Le rapport dénonce également les États-Unis qui, dit-il, n'ont enquêté que «de manière limitée» sur les mauvais traitements réservés aux détenus et n'ont engagé aucunes poursuites pénales. L'administration de Barack Obama ne semble pas avoir renoncé aux détentions secrètes à court terme et refuse de publier des documents relatifs à ce programme de la CIA.

Le nouveau directeur de la CIA, John Brennan, doit être auditionné jeudi devant le Congrès pour confirmer sa nomination.

Varsovie dans l'eau chaude

Parallèlement, la Pologne s'est déclarée mardi «très préoccupée» par la récente décision de la Cour européenne des droits de l'Homme (CEDH) de lever le secret sur des informations transmises au tribunal européen dans le cadre d'une enquête sur des prisons secrètes présumées de la CIA sur son territoire.

En septembre Varsovie avait transmis à la CEDH des informations concernant notamment un détenu de la prison américaine de Guantanamo, Abd al-Rahim al-Nashiri, principal suspect de l'attentat contre le navire américain USS Cole en 2000, qui affirme avoir subi des tortures dans une prison secrète de la CIA en Pologne.

La Pologne avait demandé à la Cour que ces informations restent secrètes estimant que leur publication nuirait à l'enquête menée par Varsovie depuis 2008.

Les autorités polonaises ont régulièrement rejeté les allégations du Conseil de l'Europe faisant état de prisons secrètes de la CIA sur son sol après les attentats terroristes du 11 septembre aux États-Unis.

Le ministre polonais de la justice Jaroslaw Gowin a déclaré mardi à la radio publique polonaise qu'il était «très préoccupé» par la décision de la CEDH estimant qu'elle constituait «un danger pour la sécurité des Polonais».
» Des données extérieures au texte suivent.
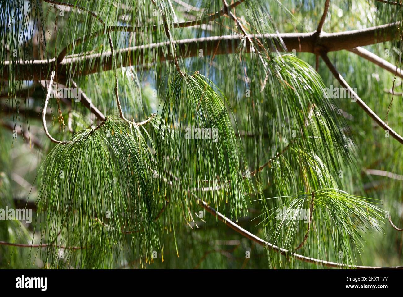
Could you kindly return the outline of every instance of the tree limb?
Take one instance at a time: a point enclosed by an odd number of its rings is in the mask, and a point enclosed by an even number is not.
[[[270,50],[291,51],[295,49],[298,52],[317,53],[318,50],[325,52],[350,49],[357,46],[364,46],[393,40],[399,38],[397,22],[365,29],[354,30],[335,33],[322,32],[317,38],[315,32],[303,33],[268,34],[248,35],[251,39],[266,40],[266,43],[272,44]],[[283,48],[282,40],[286,48]],[[199,49],[204,49],[205,55],[232,54],[239,45],[241,40],[239,36],[225,35],[191,38],[174,40],[173,45],[177,48],[179,57],[185,58],[199,55]],[[249,42],[247,40],[247,44]],[[159,61],[172,60],[173,54],[169,48],[169,42],[158,42],[123,48],[116,51],[115,55],[121,58],[120,67],[127,67],[143,63],[152,63],[156,60],[154,57],[147,57],[147,52],[155,49],[158,54],[157,59]],[[168,53],[163,50],[168,47]],[[250,51],[249,46],[246,51]],[[48,80],[49,74],[55,69],[57,64],[58,81],[66,76],[66,73],[79,73],[86,75],[100,71],[112,69],[112,58],[110,52],[87,55],[83,56],[64,59],[58,62],[56,58],[46,60],[31,61],[19,60],[3,62],[2,72],[0,77],[4,80],[9,78],[9,68],[13,65],[14,78],[16,80]],[[147,61],[145,61],[147,60]],[[149,61],[148,61],[149,60]],[[91,66],[82,69],[83,63]]]
[[[321,56],[325,63],[326,63],[328,67],[333,74],[333,75],[334,76],[334,77],[340,83],[340,84],[344,87],[347,88],[350,92],[350,94],[352,94],[354,96],[354,99],[357,99],[356,102],[360,107],[362,108],[367,113],[368,115],[371,117],[379,126],[385,131],[388,131],[389,134],[392,135],[393,137],[401,143],[403,144],[403,137],[398,134],[394,130],[388,126],[375,113],[372,111],[372,110],[365,103],[365,102],[362,101],[361,98],[358,97],[358,95],[355,93],[354,90],[349,85],[343,76],[337,72],[337,70],[332,63],[330,60],[329,59],[327,55],[325,53],[322,53],[321,54]]]
[[[358,46],[349,50],[351,52],[357,54],[359,56],[366,59],[369,61],[380,66],[392,74],[403,78],[403,70],[397,66],[390,63],[386,60],[384,60],[380,57],[373,54],[369,51],[364,48],[361,46]]]
[[[303,256],[301,255],[295,254],[285,249],[280,248],[268,242],[262,238],[258,237],[256,235],[250,233],[241,226],[231,221],[224,215],[222,215],[218,211],[210,206],[209,206],[205,201],[199,198],[197,198],[197,202],[206,211],[217,218],[220,221],[223,222],[228,227],[235,230],[239,234],[250,239],[258,244],[267,247],[268,249],[277,253],[279,253],[286,257],[292,257],[300,261],[306,262],[308,263],[312,263],[317,265],[321,265],[327,267],[333,267],[334,268],[345,268],[349,269],[403,269],[403,266],[397,266],[390,267],[381,267],[380,266],[361,266],[359,265],[347,265],[345,264],[337,263],[334,262],[326,261],[324,260],[316,259],[314,258]]]

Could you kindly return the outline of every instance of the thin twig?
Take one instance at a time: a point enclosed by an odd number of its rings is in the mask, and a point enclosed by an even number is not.
[[[39,244],[26,244],[23,243],[12,243],[5,241],[0,241],[0,245],[8,245],[11,246],[18,246],[19,247],[40,248],[47,247],[48,246],[54,246],[60,249],[64,249],[66,250],[79,250],[82,249],[86,249],[85,246],[65,246],[63,245],[59,245],[51,243],[41,243]]]
[[[71,3],[67,3],[65,2],[58,2],[57,1],[53,1],[53,0],[43,0],[44,2],[47,2],[48,3],[51,3],[54,4],[57,4],[58,5],[60,5],[62,6],[68,6],[70,7],[72,7],[73,8],[77,8],[80,10],[82,10],[83,11],[85,11],[88,13],[93,17],[94,17],[96,19],[98,20],[101,23],[104,24],[104,21],[102,21],[102,19],[100,17],[97,15],[95,13],[93,13],[92,11],[90,11],[88,8],[85,8],[85,7],[83,7],[82,6],[80,6],[79,5],[77,5],[77,4],[71,4]]]
[[[230,5],[230,8],[231,9],[234,8],[245,1],[245,0],[239,0],[236,1]],[[169,24],[169,25],[172,28],[186,28],[197,26],[206,24],[210,21],[214,21],[215,19],[222,17],[225,14],[225,8],[223,8],[219,11],[218,11],[202,19],[199,19],[194,21],[182,22],[181,23],[172,23]],[[162,24],[162,25],[164,25],[164,24]],[[90,38],[96,37],[99,36],[100,34],[103,34],[104,32],[108,33],[112,32],[137,32],[139,31],[156,31],[160,26],[161,25],[154,25],[143,27],[136,26],[104,25],[99,30],[89,33],[83,37],[78,38],[67,45],[59,54],[59,55],[57,57],[57,61],[59,62],[62,61],[66,57],[67,52],[73,48],[74,44],[76,44],[76,45],[80,44],[83,42]]]
[[[323,27],[323,24],[325,23],[326,17],[327,16],[328,11],[329,10],[329,2],[330,2],[330,0],[326,0],[325,1],[324,8],[323,9],[323,14],[322,15],[322,17],[320,18],[320,21],[319,21],[319,23],[318,25],[318,29],[316,29],[316,33],[318,34],[322,32],[322,28]]]
[[[53,86],[53,79],[54,78],[55,73],[56,72],[54,71],[52,71],[52,73],[50,74],[50,78],[49,80],[49,84],[48,86],[48,91],[46,93],[46,96],[45,98],[45,105],[44,105],[44,110],[42,114],[42,120],[44,124],[44,128],[45,129],[45,133],[46,133],[46,136],[48,136],[52,142],[54,142],[55,143],[60,143],[60,144],[67,144],[67,143],[70,143],[71,141],[60,141],[58,140],[56,140],[52,137],[52,135],[49,134],[49,131],[48,131],[48,126],[46,125],[46,111],[48,109],[48,103],[49,102],[49,97],[50,97],[51,90]]]
[[[398,181],[403,181],[403,175],[396,173],[393,173],[389,171],[385,171],[384,170],[378,170],[378,169],[367,169],[366,171],[367,174],[371,175],[379,175],[380,176],[384,176],[386,177],[396,179]]]
[[[392,221],[392,219],[391,219],[391,216],[389,216],[389,222],[391,223],[391,225],[392,225],[392,227],[393,227],[393,228],[396,229],[398,231],[403,231],[403,228],[398,228],[396,227],[396,225],[393,223],[393,222]]]
[[[378,2],[382,2],[382,3],[390,4],[391,5],[401,5],[402,2],[394,2],[394,1],[389,1],[389,0],[376,0]]]
[[[349,51],[388,70],[393,75],[403,78],[403,70],[369,51],[367,51],[361,46],[357,46]]]
[[[317,265],[321,265],[327,267],[333,267],[338,268],[345,268],[349,269],[403,269],[403,266],[381,267],[380,266],[361,266],[359,265],[347,265],[342,263],[338,263],[334,262],[326,261],[324,260],[320,260],[296,254],[292,251],[274,245],[258,237],[256,235],[252,234],[247,230],[238,225],[218,211],[216,211],[212,207],[209,206],[205,201],[197,197],[196,198],[197,202],[202,205],[203,208],[213,216],[217,217],[220,221],[224,223],[228,227],[246,238],[250,239],[263,246],[267,247],[268,249],[277,253],[279,253],[283,256],[287,257],[292,257],[300,261],[309,263],[312,263]]]
[[[177,56],[176,54],[176,47],[173,44],[173,40],[172,38],[172,36],[171,35],[171,32],[169,30],[169,25],[168,24],[168,20],[166,19],[166,16],[165,15],[165,14],[164,13],[162,10],[161,9],[161,8],[159,6],[157,5],[157,3],[156,2],[155,0],[151,0],[151,1],[152,4],[158,8],[158,10],[160,11],[160,13],[162,17],[162,20],[164,21],[164,29],[165,30],[165,34],[166,35],[166,37],[168,38],[168,40],[169,40],[171,48],[172,48],[172,51],[173,52],[174,61],[175,62],[175,66],[176,67],[177,71],[181,74],[181,75],[182,76],[185,77],[185,74],[181,70],[181,67],[179,67],[179,62],[178,61],[178,57]]]

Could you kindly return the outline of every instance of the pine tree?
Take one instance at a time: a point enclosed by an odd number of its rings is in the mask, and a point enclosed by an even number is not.
[[[401,265],[402,6],[1,1],[0,268]]]

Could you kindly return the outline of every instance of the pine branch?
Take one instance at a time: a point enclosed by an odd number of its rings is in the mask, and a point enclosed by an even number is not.
[[[366,59],[369,61],[371,61],[378,66],[380,66],[393,75],[403,78],[403,70],[397,66],[394,65],[392,63],[390,63],[380,57],[378,57],[375,54],[372,53],[369,51],[367,51],[361,46],[348,50],[357,54],[364,59]]]
[[[403,266],[392,266],[389,267],[382,267],[380,266],[362,266],[360,265],[347,265],[341,263],[337,263],[334,262],[326,261],[320,260],[314,258],[306,257],[301,255],[296,254],[293,252],[279,247],[266,240],[262,239],[256,235],[250,233],[239,225],[232,221],[224,215],[223,215],[218,211],[217,211],[210,206],[209,206],[206,202],[196,197],[197,202],[206,211],[210,213],[214,216],[217,218],[221,221],[225,223],[225,225],[239,233],[243,236],[261,245],[264,247],[279,253],[285,257],[292,257],[300,261],[308,263],[312,263],[317,265],[320,265],[326,267],[332,267],[334,268],[345,268],[349,269],[403,269]]]
[[[327,55],[325,53],[322,53],[321,55],[322,59],[330,71],[333,74],[334,77],[339,81],[340,84],[344,87],[346,88],[350,92],[350,94],[354,96],[354,98],[357,99],[357,103],[364,111],[367,113],[371,118],[376,122],[379,126],[382,127],[386,131],[388,131],[392,137],[397,140],[401,143],[403,144],[403,137],[398,134],[392,128],[387,125],[381,118],[375,114],[369,107],[367,105],[365,102],[362,101],[358,95],[355,94],[354,90],[349,85],[347,82],[345,80],[343,76],[337,72],[337,70],[334,67],[334,66],[332,63]]]
[[[392,221],[392,219],[391,219],[391,216],[389,216],[389,222],[391,223],[391,225],[392,225],[392,227],[393,227],[393,229],[397,230],[398,231],[403,231],[403,228],[398,228],[396,227],[396,225],[393,223],[393,222]]]
[[[322,33],[318,40],[316,32],[268,34],[249,36],[251,38],[265,40],[268,44],[272,44],[272,48],[269,49],[270,50],[290,51],[295,49],[300,52],[314,53],[318,49],[327,52],[335,51],[393,40],[399,37],[398,29],[399,24],[400,22],[398,22],[359,30]],[[279,38],[281,39],[286,49],[283,48]],[[179,57],[188,58],[197,56],[200,48],[205,50],[205,55],[212,55],[214,53],[216,55],[233,54],[235,53],[234,49],[241,42],[238,36],[226,35],[176,40],[174,41],[173,45],[178,49],[177,53]],[[249,42],[247,40],[247,43]],[[233,46],[228,46],[229,43],[232,43]],[[141,64],[145,57],[145,53],[151,49],[158,51],[159,61],[172,60],[173,56],[169,50],[166,55],[160,50],[169,44],[168,41],[126,48],[116,51],[115,55],[121,58],[122,63],[119,67]],[[247,48],[246,51],[249,51],[250,49]],[[15,80],[46,80],[48,79],[47,74],[50,73],[57,64],[57,76],[58,80],[60,81],[64,75],[63,74],[70,73],[71,71],[75,72],[78,70],[79,65],[82,63],[91,65],[91,66],[80,69],[81,75],[110,70],[112,63],[112,58],[110,56],[110,52],[66,58],[61,62],[58,62],[56,58],[47,60],[20,60],[16,63],[12,61],[4,61],[3,62],[2,73],[0,75],[4,80],[9,79],[9,67],[10,64],[14,64],[13,75]],[[136,57],[137,59],[133,59],[133,57]],[[154,58],[152,58],[146,63],[152,63],[154,60]]]

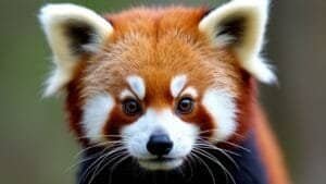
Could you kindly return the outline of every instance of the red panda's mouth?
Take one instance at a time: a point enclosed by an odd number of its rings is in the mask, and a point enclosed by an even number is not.
[[[140,167],[148,170],[172,170],[183,163],[183,158],[158,157],[153,159],[140,159],[138,162]]]

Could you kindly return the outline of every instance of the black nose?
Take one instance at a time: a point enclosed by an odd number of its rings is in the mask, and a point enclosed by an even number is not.
[[[148,151],[159,157],[167,155],[172,147],[173,143],[166,134],[151,135],[147,143]]]

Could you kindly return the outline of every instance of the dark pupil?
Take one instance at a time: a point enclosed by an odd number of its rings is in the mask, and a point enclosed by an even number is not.
[[[178,106],[181,113],[189,113],[192,110],[192,100],[189,98],[181,99]]]
[[[135,114],[139,111],[138,102],[135,100],[127,100],[124,103],[124,111],[127,114]]]

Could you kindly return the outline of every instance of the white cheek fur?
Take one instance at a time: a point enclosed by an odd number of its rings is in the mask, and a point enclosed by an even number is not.
[[[205,91],[202,105],[215,122],[213,134],[215,142],[226,140],[236,132],[236,105],[233,97],[225,90],[209,89]]]
[[[102,137],[102,130],[114,107],[114,99],[111,95],[103,93],[87,99],[84,106],[82,125],[85,136],[91,142],[99,142]]]

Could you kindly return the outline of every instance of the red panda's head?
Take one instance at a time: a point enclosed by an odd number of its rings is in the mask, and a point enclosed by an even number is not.
[[[246,136],[267,2],[133,9],[104,17],[49,4],[40,21],[57,65],[46,95],[66,89],[71,125],[86,144],[118,139],[140,165],[180,165],[199,139]]]

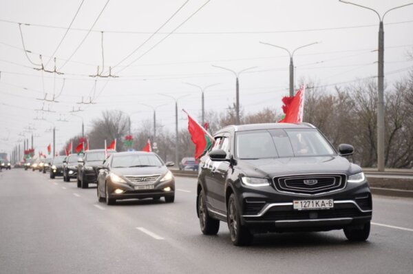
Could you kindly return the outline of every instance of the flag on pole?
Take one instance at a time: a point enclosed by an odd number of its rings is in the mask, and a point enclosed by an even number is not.
[[[294,96],[285,96],[282,98],[282,110],[284,118],[278,123],[301,123],[304,109],[305,87],[301,86]]]
[[[152,147],[151,147],[151,140],[148,138],[148,141],[145,146],[142,149],[142,151],[151,152],[152,151]]]
[[[76,153],[78,154],[83,153],[83,143],[81,143],[80,144],[78,145],[77,147],[76,147]]]
[[[199,159],[213,144],[213,137],[194,120],[185,109],[182,109],[188,115],[188,131],[191,134],[191,140],[195,144],[195,158]]]

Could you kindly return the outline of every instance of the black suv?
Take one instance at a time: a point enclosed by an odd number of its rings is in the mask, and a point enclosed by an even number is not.
[[[107,151],[108,155],[116,152],[114,150]],[[78,187],[87,189],[89,184],[98,183],[97,167],[103,163],[105,156],[105,149],[92,149],[85,152],[85,156],[79,160],[78,165]]]
[[[63,160],[63,181],[70,182],[70,178],[77,178],[78,160],[83,156],[70,154]]]
[[[372,196],[361,168],[314,126],[229,126],[201,158],[197,213],[204,234],[226,222],[235,245],[257,233],[343,229],[350,240],[370,233]]]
Un porte-parole de la CEDH, contacté par l'AFP, a cependant assuré que Varsovie n'avait fourni aucune information secrète concernant le cas de M. Al-Nashiri, mais seulement des informations déjà connues du public.

«À ce jour, aucun document de ce genre (confidentiel) n'a été soumis à la Cour. Le gouvernement (polonais) a simplement transmis des documents qui réitéraient des informations déjà rendues publiques», a-t-il déclaré.

Le parquet polonais a récemment relancé son enquête concernant une éventuelle autorisation donnée par Varsovie dans les années 2002-2003 à la CIA pour installer une base américaine secrète en 2002-2003 à Kiejkuty, dans le nord-est de la Pologne afin d'interroger des responsables de l'organisation Al-Qaïda.

La décision de la CEDH pourrait limiter «notre disposition à coopérer», a cependant souligné à l'agence PAP le vice-ministre des Affaires étrangères Maciej Szpunar.

Parmi les suspects qui auraient été détenus en Pologne, se trouve, selon le Conseil de l'Europe, Khaled Cheikh Mohammed, soupçonné d'avoir organisé les attentats du 11 septembre 2001. Arrêté au Pakistan en 2003, il attend un procès dans la prison américaine de Guantanamo

D'autres prisons secrètes de la CIA se trouveraient également en Roumanie et en Lituanie, selon le Conseil de l'Europe. Ces deux pays ont rejeté ces accusations.